From that point on, I began to notice autumn olive bushes everywhere. Their characteristic gray-green foliage makes them easy to spot from afar, dappling the disturbed edges of the woodlands in our area with a light that seems to emanate from within. I also began to notice the pervasive prejudice against them. Now considered an “invasive species” in Michigan, where I live, autumn olive was introduced to the United States around 1830, both as an ornamental shrub and as a fast-growing windbreak to help restore degraded land.

As I’ve become more acquainted with the land where I live and work over the years, I’ve become familiar with the habits of more than a few despised plants: garlic mustard, spotted knapweed, staghorn sumac, black locust, tree of heaven, Virginia creeper. Many of these have similar origin stories to autumn olive. Once revered as a highly functional exotic species, they’re now the target of every militant metaphor we can throw at them as we strategize to suppress and eradicate them in defense of our precious natives.
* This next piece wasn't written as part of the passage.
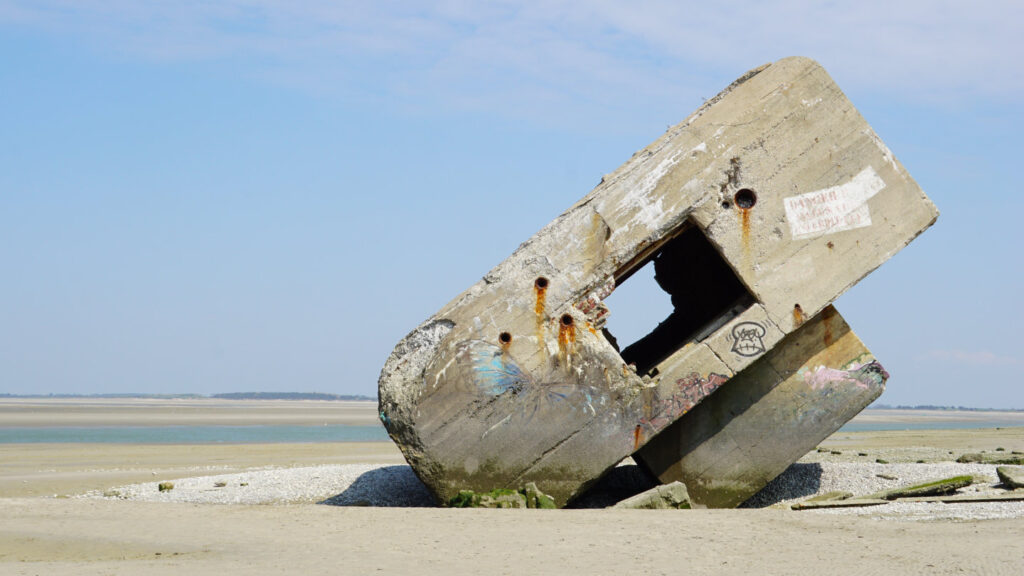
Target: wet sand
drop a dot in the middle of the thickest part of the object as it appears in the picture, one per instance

While I’ve spent my share of time cursing the tenacious roots and relentless spreading habit of knapweed, I’ve also come to be suspicious of the language of invasive species and the time and energy we spend on wiping them off the face of the Earth (or at least our little corner of it). Garlic mustard pulls have become a new rite of spring in the Midwestern U.S., and yet the plant is one of nature’s first responders to bare, disturbed soil—a situation usually caused by humans, which sets off the earth’s alarm for more biomass STAT. It’s also high in vitamin C and makes a delicious pesto. The role that human beings have played in the spread of these species raises a legitimate question about who the true invaders are. In his book The New Wild: Why Invasive Species Will be Nature’s Salvation, environmental journalist Fred Pearce writes by way of introduction,

After going on the trail of alien species across six continents, my conclusion is that their demonization says more about us and our fears of change than about them and their behavior…. Understandable love of the local, the native, and the familiar—of an imagined pristine environment before humans showed up—too often becomes fear and hatred of the foreign and the familiar.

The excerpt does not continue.